Students took to the streets across England to campaign against the Sun's use of topless models on page three, as well as urging their universities to ban the sale of the tabloid.
The demonstrations coincided with the 43rd anniversary of page three, and took place in 10 locations including Nottingham, Westminster and Warwick.
Lily Huggins, a committee member from Warwick University's No More Page 3 campaign group, said students petitioned outside the student union's Costcutter shop, which continues to sell the paper despite repeated requests to stop stocking it.
"Part of our campaign was centred around promoting the achievement's of women such as Malala Yousafzai and Nadia Tolokonnikova and arguing they are more worthy of media coverage than the current Page 3 content," Huggins told HuffPost UK. "We created a collage of the photos of men and women taken from two issues of ‘The Sun’ to visually highlight this disparity. Whilst men tended to be pictured doing important things such as running countries/ managing football teams, women we more likely to be pictured for their bodies or celebrity.

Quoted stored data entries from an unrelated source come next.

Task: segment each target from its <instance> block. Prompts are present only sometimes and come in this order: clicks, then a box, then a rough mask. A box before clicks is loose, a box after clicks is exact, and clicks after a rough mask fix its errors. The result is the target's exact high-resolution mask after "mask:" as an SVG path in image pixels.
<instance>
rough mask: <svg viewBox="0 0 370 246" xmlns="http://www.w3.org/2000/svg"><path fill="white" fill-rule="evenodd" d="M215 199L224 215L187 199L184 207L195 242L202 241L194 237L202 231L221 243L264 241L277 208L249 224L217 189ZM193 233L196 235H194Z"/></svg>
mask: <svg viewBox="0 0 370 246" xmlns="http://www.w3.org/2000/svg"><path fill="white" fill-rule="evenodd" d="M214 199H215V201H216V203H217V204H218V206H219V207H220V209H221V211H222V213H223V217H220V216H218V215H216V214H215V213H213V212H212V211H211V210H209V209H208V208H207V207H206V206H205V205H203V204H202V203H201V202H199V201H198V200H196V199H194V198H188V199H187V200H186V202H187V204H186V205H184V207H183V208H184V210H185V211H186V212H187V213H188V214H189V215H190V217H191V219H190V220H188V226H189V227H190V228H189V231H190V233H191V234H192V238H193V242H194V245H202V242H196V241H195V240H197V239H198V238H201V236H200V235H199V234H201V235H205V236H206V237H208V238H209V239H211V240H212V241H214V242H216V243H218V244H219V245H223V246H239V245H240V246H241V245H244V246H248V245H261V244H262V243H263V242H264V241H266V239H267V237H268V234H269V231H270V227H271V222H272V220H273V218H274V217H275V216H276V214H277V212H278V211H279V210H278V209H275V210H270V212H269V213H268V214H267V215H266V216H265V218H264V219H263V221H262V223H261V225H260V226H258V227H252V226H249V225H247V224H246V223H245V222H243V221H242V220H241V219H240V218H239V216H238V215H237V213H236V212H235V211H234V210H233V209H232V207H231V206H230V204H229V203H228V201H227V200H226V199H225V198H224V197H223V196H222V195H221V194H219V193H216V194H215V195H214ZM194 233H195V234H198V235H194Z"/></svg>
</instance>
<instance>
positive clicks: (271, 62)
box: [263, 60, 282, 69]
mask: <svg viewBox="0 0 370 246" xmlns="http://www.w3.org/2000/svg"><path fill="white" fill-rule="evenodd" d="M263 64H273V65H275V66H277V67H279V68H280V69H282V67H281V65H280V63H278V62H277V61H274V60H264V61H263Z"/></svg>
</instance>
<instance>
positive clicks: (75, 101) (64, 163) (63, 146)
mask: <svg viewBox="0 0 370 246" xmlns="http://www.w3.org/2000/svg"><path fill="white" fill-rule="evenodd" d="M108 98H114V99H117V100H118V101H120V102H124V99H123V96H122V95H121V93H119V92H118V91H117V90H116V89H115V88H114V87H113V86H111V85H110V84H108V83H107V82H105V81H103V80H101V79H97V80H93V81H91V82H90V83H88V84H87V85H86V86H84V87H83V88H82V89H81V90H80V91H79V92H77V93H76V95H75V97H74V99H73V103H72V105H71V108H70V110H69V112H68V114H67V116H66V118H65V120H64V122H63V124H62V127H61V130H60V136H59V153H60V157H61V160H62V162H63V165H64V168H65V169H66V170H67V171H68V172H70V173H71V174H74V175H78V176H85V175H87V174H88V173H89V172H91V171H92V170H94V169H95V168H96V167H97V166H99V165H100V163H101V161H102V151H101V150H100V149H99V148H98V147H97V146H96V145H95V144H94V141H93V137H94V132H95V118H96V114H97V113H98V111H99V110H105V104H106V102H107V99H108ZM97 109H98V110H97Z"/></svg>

"The response from people we spoke to was overall very positive. We had many people approach us, including a large amount of male students, and people eager to find out more or tell us how they had already signed and shared the petition.
"Some students were shocked to hear that Warwick University even sells newspapers which contain it," she added.

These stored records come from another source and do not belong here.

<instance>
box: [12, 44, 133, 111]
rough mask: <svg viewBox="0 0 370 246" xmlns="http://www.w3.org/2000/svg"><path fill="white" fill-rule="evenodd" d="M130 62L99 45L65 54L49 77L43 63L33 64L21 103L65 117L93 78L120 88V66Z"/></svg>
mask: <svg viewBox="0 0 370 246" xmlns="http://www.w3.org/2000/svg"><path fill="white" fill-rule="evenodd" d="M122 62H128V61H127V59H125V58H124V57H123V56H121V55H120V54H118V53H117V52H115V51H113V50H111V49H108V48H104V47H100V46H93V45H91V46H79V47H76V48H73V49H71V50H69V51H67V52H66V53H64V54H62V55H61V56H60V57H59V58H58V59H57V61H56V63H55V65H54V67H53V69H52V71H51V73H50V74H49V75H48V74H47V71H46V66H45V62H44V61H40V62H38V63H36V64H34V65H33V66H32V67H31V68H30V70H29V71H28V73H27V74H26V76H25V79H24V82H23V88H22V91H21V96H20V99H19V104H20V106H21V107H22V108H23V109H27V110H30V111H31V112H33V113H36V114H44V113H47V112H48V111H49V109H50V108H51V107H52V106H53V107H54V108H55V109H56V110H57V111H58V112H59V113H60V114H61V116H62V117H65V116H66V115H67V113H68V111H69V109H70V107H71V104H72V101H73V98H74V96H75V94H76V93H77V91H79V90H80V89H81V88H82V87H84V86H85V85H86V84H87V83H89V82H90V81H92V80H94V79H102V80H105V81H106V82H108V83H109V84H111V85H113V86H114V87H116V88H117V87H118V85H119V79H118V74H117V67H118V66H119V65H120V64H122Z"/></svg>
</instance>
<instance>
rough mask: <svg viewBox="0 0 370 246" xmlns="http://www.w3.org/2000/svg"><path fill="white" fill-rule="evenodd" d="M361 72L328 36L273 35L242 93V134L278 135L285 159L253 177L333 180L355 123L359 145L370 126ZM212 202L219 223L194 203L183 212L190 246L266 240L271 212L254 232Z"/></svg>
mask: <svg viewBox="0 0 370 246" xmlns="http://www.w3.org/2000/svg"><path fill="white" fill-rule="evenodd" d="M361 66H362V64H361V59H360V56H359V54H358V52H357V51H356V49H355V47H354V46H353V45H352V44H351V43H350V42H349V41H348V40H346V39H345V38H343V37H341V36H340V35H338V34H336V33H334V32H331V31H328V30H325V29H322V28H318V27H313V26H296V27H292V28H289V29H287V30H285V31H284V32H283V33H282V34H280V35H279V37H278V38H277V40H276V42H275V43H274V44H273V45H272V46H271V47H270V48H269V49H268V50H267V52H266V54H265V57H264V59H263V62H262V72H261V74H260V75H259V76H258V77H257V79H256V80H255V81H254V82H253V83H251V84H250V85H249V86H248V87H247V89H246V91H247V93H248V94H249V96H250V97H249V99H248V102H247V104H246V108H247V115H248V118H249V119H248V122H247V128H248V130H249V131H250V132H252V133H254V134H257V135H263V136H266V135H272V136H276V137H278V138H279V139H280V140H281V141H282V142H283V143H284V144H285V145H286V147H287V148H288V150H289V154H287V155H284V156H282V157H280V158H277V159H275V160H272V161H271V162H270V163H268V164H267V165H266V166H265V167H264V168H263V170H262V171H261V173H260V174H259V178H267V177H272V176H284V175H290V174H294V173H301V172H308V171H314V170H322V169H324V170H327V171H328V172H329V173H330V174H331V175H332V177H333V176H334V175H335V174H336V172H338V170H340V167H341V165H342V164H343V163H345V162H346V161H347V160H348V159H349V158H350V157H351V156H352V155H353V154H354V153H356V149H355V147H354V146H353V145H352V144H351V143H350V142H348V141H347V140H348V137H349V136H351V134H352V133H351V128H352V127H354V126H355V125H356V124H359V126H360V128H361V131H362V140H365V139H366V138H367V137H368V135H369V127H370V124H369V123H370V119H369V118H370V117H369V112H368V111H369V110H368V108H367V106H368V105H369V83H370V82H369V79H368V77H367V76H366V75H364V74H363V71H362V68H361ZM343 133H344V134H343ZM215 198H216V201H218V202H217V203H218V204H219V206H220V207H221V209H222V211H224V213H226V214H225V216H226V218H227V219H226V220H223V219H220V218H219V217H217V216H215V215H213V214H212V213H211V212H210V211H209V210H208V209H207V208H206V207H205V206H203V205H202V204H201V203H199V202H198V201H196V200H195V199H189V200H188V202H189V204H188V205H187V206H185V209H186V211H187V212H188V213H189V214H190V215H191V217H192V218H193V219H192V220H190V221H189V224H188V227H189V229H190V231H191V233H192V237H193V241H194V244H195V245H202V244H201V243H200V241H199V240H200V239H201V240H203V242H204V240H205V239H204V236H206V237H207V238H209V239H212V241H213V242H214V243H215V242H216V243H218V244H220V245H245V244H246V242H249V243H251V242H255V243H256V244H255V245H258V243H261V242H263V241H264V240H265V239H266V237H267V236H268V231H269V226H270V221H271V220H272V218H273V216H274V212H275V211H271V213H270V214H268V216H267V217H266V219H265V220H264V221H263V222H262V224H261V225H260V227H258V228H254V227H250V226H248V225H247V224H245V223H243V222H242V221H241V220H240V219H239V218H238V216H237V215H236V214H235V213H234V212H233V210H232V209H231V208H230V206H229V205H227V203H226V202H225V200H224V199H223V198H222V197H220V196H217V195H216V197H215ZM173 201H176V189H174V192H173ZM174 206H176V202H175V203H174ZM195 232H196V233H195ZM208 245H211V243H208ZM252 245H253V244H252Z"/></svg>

The Sun has been banned from 25 universities in the UK, following the hard work of campaigning students.
No More Page 3 team member, Jo Cheetham, told the Independent students are a key part of the campaign and praised them for their “creative, inspirational protests”.
Student Beth Rowlands, who attended the protest in Nottingham, told HuffPost UK her team collected 385 signatures in three hours.

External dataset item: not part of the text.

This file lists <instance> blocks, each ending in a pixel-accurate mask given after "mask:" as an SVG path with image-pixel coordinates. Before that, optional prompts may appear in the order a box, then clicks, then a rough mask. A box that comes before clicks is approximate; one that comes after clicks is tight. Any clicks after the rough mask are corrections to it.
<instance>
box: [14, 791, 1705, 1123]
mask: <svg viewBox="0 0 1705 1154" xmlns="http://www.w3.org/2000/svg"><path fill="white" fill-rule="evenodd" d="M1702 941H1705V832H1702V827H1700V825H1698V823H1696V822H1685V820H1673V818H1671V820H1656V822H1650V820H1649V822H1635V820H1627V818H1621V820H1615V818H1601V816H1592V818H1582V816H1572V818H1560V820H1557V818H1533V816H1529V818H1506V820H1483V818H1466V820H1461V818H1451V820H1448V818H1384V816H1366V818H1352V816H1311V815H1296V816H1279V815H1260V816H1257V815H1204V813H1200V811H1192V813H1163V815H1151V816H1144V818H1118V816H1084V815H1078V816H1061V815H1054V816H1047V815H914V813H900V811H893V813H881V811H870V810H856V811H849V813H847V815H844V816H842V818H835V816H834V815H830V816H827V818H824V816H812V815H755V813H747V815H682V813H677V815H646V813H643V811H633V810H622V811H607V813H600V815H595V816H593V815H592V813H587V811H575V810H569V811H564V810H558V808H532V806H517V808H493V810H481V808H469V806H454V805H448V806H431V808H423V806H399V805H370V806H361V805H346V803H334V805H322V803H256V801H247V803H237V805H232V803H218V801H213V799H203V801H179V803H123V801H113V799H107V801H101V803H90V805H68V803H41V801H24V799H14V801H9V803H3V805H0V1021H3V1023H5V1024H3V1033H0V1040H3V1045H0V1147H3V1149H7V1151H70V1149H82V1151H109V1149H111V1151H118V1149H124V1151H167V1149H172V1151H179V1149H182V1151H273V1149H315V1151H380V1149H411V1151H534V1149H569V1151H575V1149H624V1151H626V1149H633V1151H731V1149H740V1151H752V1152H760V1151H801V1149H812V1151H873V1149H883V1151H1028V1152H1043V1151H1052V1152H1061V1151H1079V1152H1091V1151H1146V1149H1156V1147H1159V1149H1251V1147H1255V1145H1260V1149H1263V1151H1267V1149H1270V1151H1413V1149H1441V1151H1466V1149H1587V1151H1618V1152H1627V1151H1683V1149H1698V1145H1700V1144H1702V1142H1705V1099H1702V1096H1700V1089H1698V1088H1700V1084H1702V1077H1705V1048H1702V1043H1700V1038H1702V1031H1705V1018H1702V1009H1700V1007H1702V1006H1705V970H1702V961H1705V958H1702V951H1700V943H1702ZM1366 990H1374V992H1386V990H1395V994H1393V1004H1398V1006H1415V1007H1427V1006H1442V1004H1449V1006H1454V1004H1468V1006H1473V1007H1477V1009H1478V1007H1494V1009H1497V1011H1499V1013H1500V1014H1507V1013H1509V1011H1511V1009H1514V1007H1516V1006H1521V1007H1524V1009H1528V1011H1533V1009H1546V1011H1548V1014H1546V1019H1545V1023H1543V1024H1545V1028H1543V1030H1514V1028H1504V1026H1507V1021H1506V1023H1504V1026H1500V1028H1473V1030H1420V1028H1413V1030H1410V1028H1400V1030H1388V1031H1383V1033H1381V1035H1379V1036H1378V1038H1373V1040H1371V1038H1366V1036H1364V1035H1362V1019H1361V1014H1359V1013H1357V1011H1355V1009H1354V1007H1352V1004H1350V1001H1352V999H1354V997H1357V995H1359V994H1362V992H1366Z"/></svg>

"It was a generally mixed atmosphere, lots of people - and surprisingly lots of women - supported Page Three and made comments as such as they walked past, but conversely lots of people, men and women, signed the campaign and showed a lot of support.
"Unsurprisingly, the issue is quite controversial but I spoke to a few people who were concerned to learn that The Sun is a family newspaper when it has such family-inappropriate images inside! It was great to just be around, the men and women protesting were great people, really nice to spend the afternoon with them!"